Dido brought forward the name of Mrs Pinker, but Anne immediately shook her head. No, she was quite sure she had never heard of the woman.

Might she have forgotten?

Oh, no. She never forgot a name. And, as for the carriage, of course it would be at Dido’s disposal whenever she wished. ‘But,’ Anne added anxiously, ‘I doubt I shall be able to accompany you. My poor Georgie is suffering from the most distressing bilious attack and I cannot leave him alone so long as it would take to travel there. It is a principle of mine
never
to leave my children when they are sick.’

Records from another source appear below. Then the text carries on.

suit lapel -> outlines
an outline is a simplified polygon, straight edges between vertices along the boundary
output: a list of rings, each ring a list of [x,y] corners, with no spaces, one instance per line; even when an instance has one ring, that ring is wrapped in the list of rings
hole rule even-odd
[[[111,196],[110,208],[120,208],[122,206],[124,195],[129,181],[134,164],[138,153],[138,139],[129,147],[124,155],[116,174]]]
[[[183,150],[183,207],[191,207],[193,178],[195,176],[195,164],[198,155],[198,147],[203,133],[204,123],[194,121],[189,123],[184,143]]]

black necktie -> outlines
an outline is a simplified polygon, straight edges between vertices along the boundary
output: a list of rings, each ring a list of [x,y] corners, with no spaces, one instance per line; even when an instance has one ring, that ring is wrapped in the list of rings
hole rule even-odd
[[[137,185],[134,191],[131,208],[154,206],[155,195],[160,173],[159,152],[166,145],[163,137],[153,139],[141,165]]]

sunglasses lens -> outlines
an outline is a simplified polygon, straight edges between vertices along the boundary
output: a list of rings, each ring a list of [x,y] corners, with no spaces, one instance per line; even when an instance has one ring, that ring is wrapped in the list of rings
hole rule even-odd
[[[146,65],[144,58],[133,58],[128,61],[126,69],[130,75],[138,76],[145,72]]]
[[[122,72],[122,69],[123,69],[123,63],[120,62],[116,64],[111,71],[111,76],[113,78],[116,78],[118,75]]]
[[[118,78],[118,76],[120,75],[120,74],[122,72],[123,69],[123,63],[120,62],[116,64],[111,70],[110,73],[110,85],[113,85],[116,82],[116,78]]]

Dido readily assured her that her help would not be necessary in the search for Mrs Pinker – for it would, in point of fact, suit her rather well to go to Great Farleigh alone.

But Anne continued with an account of poor dear Georgie’s symptoms, which was a great deal more detailed than it had any cause to be. To distract herself from it Dido formed a representation of the Battle of Blenheim
with the soldiers upon the sofa, then picked up the Latin grammar and began idly to look it over – discovering stale cake crumbs adhering to several of its battered pages …

‘But, now,’ continued Anne in a dangerously businesslike voice, ‘we must talk about Mr Lomax. When he called here this morning I was most particular in bringing the conversation around to you.’

‘Oh!’ Dido put down the grammar. ‘I do not think you had better trouble yourself with recommending me to Mr Lomax after all,’ she said as firmly as she could. ‘He and I have argued – you see he does not approve of my interesting myself in Miss Fenn’s death.’